Practical tip: Businesses should consider where geographically they conduct obtaining, presenting and verifying data, and whether 'databases' could be made (and/or updated) in a Member State of the EU by a qualifying entity.


[1]Directive 96/9EC

[2] Feist Publications, Inc. v  Rural Telephone Service Co., 499 U.S. 340 (1991)

[3] Expires on 31 December 2020

[4] The Copyright and Rights in Databases Regulations 1997

[5] Includes the EU's Member States plus Iceland, Norway and Liechtenstein

[6] Notwithstanding the final terms of the Withdrawal Agreement and any reciprocal arrangements (of the type the EEA has with the EU), consideration is required as to how and to what extent decisions of the Court of Justice of the European Union will be binding/persuasive in the UK. 

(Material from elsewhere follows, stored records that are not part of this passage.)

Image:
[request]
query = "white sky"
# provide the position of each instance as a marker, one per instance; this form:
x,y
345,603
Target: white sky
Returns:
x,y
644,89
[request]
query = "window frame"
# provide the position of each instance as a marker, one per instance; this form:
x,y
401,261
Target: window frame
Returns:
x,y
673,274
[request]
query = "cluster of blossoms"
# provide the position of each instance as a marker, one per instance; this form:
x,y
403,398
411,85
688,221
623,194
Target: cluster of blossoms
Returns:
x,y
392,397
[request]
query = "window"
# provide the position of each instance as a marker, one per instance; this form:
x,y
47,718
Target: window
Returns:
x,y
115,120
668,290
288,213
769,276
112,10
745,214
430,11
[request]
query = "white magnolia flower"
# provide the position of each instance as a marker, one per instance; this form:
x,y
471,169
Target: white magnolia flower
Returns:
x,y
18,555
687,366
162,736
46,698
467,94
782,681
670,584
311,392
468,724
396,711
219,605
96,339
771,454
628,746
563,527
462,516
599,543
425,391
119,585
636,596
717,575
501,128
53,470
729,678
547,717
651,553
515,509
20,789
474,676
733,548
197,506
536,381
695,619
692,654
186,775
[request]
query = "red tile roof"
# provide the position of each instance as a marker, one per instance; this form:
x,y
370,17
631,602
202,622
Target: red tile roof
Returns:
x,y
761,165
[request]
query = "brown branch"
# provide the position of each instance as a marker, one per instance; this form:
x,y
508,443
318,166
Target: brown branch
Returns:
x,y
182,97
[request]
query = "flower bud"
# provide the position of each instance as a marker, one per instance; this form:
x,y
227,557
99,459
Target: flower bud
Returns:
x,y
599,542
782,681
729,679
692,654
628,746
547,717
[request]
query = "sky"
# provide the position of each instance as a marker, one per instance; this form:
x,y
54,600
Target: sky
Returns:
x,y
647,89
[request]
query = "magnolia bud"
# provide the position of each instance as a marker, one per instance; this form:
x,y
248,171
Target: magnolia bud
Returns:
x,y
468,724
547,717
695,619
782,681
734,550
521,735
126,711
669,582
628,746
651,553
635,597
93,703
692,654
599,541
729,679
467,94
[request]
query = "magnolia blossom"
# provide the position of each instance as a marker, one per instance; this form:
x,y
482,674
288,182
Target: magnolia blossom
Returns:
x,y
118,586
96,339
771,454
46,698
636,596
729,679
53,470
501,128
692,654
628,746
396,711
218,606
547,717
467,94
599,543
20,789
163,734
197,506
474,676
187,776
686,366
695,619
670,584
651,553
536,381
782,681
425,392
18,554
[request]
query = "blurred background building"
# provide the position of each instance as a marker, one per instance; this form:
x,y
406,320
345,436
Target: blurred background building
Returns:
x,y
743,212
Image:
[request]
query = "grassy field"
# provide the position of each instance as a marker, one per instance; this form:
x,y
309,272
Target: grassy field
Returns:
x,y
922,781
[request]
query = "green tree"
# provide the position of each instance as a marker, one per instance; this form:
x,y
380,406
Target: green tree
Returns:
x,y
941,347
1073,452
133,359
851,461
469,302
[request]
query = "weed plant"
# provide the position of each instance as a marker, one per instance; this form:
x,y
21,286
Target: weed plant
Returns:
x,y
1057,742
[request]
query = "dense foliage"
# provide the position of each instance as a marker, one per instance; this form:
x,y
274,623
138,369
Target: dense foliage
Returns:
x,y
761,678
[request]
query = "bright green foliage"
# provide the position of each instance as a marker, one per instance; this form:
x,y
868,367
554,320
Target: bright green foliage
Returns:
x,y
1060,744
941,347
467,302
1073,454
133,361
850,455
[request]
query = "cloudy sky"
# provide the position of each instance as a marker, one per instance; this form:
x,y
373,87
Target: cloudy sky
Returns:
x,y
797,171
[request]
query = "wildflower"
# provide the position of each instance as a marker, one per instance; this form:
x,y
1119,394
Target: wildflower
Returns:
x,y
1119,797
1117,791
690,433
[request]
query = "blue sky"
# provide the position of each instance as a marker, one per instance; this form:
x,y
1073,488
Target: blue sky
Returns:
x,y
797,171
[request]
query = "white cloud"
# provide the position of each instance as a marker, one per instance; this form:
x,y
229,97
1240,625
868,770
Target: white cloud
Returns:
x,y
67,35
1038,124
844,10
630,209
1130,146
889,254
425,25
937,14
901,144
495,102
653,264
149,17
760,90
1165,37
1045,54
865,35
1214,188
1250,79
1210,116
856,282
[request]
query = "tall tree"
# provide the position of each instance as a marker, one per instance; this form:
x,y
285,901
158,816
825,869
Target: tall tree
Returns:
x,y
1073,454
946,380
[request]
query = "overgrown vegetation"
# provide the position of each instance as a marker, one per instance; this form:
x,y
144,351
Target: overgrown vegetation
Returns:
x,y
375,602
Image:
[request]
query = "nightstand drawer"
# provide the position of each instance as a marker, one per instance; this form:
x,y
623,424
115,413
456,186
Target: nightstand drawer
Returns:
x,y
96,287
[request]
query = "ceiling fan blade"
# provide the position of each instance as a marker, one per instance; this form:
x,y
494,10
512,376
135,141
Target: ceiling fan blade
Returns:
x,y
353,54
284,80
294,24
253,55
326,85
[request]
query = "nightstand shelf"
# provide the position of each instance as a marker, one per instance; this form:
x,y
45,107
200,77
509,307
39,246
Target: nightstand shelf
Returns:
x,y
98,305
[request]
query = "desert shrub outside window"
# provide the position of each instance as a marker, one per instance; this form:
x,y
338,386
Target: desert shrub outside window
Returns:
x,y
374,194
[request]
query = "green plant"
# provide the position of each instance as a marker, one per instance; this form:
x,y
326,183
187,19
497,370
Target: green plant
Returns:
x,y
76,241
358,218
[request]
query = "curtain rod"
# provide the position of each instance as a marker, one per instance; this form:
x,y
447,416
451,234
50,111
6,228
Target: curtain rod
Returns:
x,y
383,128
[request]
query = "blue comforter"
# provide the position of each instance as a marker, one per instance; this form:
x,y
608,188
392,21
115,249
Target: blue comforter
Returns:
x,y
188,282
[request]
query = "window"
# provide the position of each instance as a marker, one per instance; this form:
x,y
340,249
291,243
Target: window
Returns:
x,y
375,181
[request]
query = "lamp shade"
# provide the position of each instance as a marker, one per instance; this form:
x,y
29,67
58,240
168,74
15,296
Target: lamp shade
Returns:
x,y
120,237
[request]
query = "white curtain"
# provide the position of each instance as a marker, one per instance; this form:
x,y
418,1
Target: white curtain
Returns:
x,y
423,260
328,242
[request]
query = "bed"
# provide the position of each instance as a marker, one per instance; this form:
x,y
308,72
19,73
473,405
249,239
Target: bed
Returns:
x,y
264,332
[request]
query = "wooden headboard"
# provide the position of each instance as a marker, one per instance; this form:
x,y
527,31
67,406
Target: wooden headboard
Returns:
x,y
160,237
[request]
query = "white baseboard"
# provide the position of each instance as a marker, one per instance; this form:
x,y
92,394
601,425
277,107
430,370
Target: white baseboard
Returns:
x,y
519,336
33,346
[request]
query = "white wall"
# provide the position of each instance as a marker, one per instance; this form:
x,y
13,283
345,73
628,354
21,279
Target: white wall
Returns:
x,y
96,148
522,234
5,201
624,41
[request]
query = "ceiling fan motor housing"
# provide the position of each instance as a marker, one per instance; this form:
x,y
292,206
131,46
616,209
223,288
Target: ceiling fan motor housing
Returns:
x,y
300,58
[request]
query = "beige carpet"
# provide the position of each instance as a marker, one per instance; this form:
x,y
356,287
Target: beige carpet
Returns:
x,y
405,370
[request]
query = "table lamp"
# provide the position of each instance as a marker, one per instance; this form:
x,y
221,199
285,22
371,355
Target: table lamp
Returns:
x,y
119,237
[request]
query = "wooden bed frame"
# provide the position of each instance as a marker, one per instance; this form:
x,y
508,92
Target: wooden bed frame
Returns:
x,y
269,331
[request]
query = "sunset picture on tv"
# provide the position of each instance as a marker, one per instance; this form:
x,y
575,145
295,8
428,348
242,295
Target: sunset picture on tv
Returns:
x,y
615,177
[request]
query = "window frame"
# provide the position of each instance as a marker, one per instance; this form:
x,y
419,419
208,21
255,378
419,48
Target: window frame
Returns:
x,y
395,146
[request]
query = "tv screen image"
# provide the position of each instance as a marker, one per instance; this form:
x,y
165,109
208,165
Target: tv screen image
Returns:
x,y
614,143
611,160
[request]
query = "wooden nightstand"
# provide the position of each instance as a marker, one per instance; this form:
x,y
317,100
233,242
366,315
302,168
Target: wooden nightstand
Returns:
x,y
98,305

How did we arrive at Brexit?

A truly unprecedented process began on 29 March 2017, when the United Kingdom invoked Article 50 of the Treaty for the Functioning of the European Union ("TFEU"), in response to the referendum held in June 2016. 

Never before had a Member State left the European Union. 

Since it joined in January 1973, the UK has operated under the fundamental principle that European laws are supreme and have precedence over, if not direct effect on, national law. Brexit therefore presents, both for the UK and the EU, an enormous legislative challenge in that it is estimated that the accumulated body of European law and rules comprises over 12,000 regulations on top of other forms of legislation.

In few areas will Brexit be more disruptive than for IP rights. There has been considerable harmonisation of IP rights and remedies across the 28 Member States. Moreover, European wide trade mark and design registrations have been created, the first truly multinational unitary property rights. 

Brexit will change all of this. 

At the time of publication, many questions remain about the possible impact of Brexit whether in the sphere of IP or otherwise. Certainly, before the publication of the 'agreed' text of the Draft Text on 19 March 2018, it had not been realistic to provide much by way of constructive advice and detailed guidance. 

Following its release, the IP team of Womble Bond Dickinson analysed the published Draft Text in order to produce this suite of briefing notes on key aspects of the likely implications of Brexit for IP rights and systems across the European Union, to inform our clients on what they will need to consider changing in their existing IP strategies and protocols to continue dealing in post-Brexit UK and Europe. 

It should be noted the Draft Text confirms the intention of the signatories that, although the UK will leave the EU on 29 March 2019, there will be an extensive transition period lasting until 31 December 2020.